Para no alargar, el recital terminó y Martín, como buen caballero, nos acompañó hasta el auto, me saludó con un beso y se fue. Mentiría si digo que no me hubiera encantado besarlo; me declaro culpable. Diego tenía razón con sus celos; Martín no me era indiferente.

Por supuesto, no le conté a Diego que había visto a su enemigo. Preferí hacer la noble “si no me acuerdo, no pasó”. Total, fue solo una casualidad, pensé yo, ingenua como siempre.

Pues no, mi ciela, con Martín Balbuena nada se puede dar por sentado. Eso lo aprendí a la fuerza.

El viernes, subiendo al transporte para volver a casa, apareció él, atrayendo las miradas femeninas al instante.

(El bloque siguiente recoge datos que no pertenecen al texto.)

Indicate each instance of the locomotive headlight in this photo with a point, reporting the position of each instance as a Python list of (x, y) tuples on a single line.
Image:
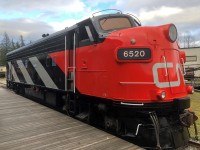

Hijo del mismísimo Satanás... eso era. ¿No iba a parar hasta hacerme pecar? Me miró, me sonrió, y mi alarma vaginal se encendió.

—Hola, Sele hermosa, ¿cómo estás? —se acercó y me dio un beso.

—Bien, bien —quería morirme y que me enterraran ahí mismo.

Sin decir más, pasó y se sentó en diagonal a mí. Sacó su guitarra y se acomodó en el apoyabrazos, marcando unas notas.

El muy desgraciado empezó a cantar una canción de Vilma Palma, esa que canté hasta perder la garganta esa noche. La puta madre.

“Porque yo necesito un camino hasta vos...
Porque yo necesito verte de nuevo...”

Mientras cantaba me miraba, y yo le pedía ayuda a todos los angelitos del cielo para no sucumbir.

“Y ya no queda nada como vos,
que me derrita como nieve al sol...”

Todo fue mágico (digamos) hasta que recordé que Diego me esperaba y que, si me veía con él, habría problemas.

Pero, por suerte, Martín se precavió esta vez. Antes de que me bajara, me agarró del brazo y a mí se me aflojó el cuerpo.